Thomas Trowbridge, Esq., was born in Exeter, Devonshire, England in 1632 1631, and baptized December 11 of that year. When he was seven he sailed with his father and mother, Thomas and Elizabeth, to Boston and then to New Haven. For some reason, the elder Thomas left New Haven before 1641 and put his three sons, Thomas, Jr., William and James in trust with a former servant, Henry Gibbons, along with his house, land, chattels and estate. According to the History of Connecticut (Biographical volume) p. 188: “Gibbons paid little attention to the affairs of his former master” and in November of 1641 the court placed the children under the care of Sergeant Thomas Jeffrey and his wife.

Thomas, Jr. received his early education from the Colonial schoolmaster Ezekial Cheever. He led a life of social and political prominence and became a successful shop keeper and merchant, trading with England, the West Indies and the Colonies. In 1668 he became a freeman and from then on filled many posts in the community: county treasurer, commisary of the expedition against the Dutch in New Amsterdam (New York), lieutenant of the New Haven Troop and a member of the Proprietors Committee. He was admitted to First Church in 1687 and was instrumental in establishing Hopkins Grammar School.

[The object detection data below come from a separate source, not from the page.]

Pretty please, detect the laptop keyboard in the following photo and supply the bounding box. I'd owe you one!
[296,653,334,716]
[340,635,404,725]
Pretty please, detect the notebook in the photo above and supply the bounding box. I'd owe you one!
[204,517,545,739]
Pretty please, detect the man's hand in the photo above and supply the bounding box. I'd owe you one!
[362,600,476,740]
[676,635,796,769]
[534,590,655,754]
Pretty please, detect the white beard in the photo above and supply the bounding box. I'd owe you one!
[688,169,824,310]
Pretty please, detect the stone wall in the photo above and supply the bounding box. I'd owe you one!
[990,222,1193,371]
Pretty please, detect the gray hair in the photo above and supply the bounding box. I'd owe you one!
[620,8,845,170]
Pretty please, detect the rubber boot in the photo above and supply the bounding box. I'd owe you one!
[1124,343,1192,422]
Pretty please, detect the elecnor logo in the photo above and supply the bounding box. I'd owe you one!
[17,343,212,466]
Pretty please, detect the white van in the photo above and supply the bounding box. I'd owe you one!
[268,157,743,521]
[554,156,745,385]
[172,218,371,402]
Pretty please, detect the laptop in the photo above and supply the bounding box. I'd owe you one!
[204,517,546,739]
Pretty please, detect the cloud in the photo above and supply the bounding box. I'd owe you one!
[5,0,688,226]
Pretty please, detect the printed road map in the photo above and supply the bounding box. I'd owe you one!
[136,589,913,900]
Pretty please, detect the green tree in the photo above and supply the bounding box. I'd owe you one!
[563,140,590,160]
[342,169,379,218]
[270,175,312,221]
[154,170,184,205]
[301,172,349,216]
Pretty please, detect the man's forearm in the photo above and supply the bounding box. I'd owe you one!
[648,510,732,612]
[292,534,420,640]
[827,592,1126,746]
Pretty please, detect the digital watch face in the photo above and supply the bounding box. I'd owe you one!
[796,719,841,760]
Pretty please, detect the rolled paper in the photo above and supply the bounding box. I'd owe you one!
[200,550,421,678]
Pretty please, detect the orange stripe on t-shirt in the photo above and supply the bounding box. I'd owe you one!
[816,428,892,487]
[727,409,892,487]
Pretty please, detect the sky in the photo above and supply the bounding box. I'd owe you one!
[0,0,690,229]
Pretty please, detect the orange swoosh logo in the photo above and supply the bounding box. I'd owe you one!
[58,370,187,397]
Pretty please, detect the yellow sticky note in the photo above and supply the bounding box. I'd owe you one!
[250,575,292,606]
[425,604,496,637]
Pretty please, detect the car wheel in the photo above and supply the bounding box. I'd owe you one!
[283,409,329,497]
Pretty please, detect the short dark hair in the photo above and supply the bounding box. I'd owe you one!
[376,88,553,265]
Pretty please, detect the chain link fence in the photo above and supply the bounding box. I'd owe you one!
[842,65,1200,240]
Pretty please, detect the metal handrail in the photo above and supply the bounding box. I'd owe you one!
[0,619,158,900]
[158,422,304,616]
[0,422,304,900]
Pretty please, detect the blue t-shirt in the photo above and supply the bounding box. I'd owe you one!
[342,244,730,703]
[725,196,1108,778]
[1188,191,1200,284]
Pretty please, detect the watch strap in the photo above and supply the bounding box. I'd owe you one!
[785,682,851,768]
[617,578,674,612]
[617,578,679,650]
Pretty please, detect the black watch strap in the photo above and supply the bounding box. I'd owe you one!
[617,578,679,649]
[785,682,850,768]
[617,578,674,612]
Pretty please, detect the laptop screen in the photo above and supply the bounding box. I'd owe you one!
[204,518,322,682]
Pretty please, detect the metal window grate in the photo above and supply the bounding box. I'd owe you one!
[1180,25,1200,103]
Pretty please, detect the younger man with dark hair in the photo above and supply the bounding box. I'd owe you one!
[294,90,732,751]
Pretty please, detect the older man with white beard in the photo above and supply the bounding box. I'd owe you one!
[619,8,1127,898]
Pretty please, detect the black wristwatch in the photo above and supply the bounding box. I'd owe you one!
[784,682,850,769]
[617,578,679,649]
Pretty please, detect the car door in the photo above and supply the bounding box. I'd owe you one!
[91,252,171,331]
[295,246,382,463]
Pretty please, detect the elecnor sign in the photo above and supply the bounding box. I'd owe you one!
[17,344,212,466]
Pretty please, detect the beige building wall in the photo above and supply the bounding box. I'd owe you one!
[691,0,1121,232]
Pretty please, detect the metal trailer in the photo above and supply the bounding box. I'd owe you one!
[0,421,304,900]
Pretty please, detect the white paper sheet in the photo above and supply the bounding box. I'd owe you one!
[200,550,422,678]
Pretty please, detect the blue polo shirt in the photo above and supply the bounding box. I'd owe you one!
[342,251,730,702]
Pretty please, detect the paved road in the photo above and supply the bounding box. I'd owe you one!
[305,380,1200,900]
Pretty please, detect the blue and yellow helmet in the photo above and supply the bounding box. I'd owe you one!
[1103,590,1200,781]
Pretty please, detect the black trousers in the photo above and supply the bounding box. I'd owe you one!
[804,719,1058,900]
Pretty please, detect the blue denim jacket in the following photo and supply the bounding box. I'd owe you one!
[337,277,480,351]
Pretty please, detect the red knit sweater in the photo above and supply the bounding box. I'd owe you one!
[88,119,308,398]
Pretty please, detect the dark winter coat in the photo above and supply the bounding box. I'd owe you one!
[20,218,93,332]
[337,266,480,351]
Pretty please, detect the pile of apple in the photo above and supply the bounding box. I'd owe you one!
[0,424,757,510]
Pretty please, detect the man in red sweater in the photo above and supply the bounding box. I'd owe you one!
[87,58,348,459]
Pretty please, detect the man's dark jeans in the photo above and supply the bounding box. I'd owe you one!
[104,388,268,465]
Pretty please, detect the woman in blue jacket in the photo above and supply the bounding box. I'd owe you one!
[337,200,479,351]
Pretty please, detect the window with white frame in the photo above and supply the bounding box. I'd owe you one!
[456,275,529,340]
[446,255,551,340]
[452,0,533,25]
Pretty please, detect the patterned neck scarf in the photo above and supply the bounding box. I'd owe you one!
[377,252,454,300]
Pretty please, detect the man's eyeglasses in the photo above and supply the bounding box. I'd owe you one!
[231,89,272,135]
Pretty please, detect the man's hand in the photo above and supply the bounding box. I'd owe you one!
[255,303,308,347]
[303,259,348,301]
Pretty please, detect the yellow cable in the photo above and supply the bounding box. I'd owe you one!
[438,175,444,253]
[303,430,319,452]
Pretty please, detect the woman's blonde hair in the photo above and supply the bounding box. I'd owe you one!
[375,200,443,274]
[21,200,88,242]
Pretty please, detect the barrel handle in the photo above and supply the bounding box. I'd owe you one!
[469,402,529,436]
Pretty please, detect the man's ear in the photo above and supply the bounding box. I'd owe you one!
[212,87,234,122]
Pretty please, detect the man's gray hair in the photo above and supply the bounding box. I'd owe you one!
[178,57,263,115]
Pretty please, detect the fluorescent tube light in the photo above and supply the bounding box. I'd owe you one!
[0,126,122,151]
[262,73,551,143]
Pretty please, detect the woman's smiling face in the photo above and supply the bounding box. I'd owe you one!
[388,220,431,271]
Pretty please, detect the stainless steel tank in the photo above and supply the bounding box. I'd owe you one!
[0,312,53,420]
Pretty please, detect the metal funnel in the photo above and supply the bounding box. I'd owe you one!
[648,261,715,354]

Thomas was on the committee to ask Mr. James Pierpont to come to New Haven to fill the pulpit of First Church, following the Rev. John Davenport’s resignation and departure for Boston. In 1690 he was a committeeman on the Military watch. Two years later he was chosen to handle a matter of a highway through the Indians (Quinnipiac) land and was instructed “to treat with the Indians lovingly.” (This road was probably the one to Morris Cove, now Townsend Avenue.) In 1696 Thomas was again called upon to exercise his judgement on the matter of enlarging the Meeting House. Thomas with his sons became leading merchants in the town. Their homes were facing the harbor on Meadow Street alongside the Rutherfords. Thomas married Sarah Rutherford in 1657. Thomas was granted permission to export ships’ staves for use in the cooperage business. In 1698 the town gave him liberty to “retail drink.”

His daughters include Lydia and Sarah, by his first wife, who are also interred in the crypt.